To calculate the climate savings we have collaborated with IVL The Swedish Environmental Research Institute. IVL has used sales statistics from the marketplaces, as well as customer surveys and information about energy consumption in the operation from the site’s office and its server rooms. The method behind the calculation is based on the assumption that each sold used product replaces the production of a new, equivalent one including the waste management of the product. By analyzing products sold on the sites, IVL have extracted climate data that has been recalculated into their equivalents in tons of carbon dioxide.
Greenhouse gas is a result of combusting all kinds of material as well as from humans and animals breathing. As we use more and more resources the levels of greenhouse gases are constantly growing and causing global warming.

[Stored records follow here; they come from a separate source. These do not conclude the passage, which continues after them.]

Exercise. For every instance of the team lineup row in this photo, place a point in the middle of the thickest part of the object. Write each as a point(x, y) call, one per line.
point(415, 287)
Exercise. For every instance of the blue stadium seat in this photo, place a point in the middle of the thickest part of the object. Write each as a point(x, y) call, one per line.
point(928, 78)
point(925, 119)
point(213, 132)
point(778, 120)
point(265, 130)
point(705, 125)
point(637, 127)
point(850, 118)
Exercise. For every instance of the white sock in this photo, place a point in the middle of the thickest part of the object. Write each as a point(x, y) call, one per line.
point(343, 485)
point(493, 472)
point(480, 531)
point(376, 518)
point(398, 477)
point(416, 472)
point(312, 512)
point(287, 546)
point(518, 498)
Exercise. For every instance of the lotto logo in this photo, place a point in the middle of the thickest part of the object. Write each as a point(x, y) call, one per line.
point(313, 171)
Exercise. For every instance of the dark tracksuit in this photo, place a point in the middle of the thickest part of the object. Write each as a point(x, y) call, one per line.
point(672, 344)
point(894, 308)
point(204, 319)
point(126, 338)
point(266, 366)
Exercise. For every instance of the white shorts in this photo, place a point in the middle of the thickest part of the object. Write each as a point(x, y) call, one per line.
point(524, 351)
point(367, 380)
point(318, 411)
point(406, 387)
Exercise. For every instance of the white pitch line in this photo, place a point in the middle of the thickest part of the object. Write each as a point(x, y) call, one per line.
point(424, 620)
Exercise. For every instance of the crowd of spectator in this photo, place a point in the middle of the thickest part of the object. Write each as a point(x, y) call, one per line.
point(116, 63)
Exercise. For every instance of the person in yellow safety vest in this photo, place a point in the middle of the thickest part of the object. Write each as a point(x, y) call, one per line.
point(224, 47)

As a result, we see more environmental disasters, less drinkable water and smaller harvests.
A GLOBAL CHALLENGE
Around the world, governments are now investigating how to fulfill the UN global goals for a sustainable development. The Second Hand Effect is connected to two of them, one concerning climate action, the other responsible consumption. Another important agreement was signed in Paris 2015. This was a much-needed action to prevent global warming. Each country is now defining national environmental goals to be able to reach this global target, with actions for businesses, states, and the populations. The populations’ actions are often connected to our consumption and behaviors.
One way of contributing is by trading secondhand.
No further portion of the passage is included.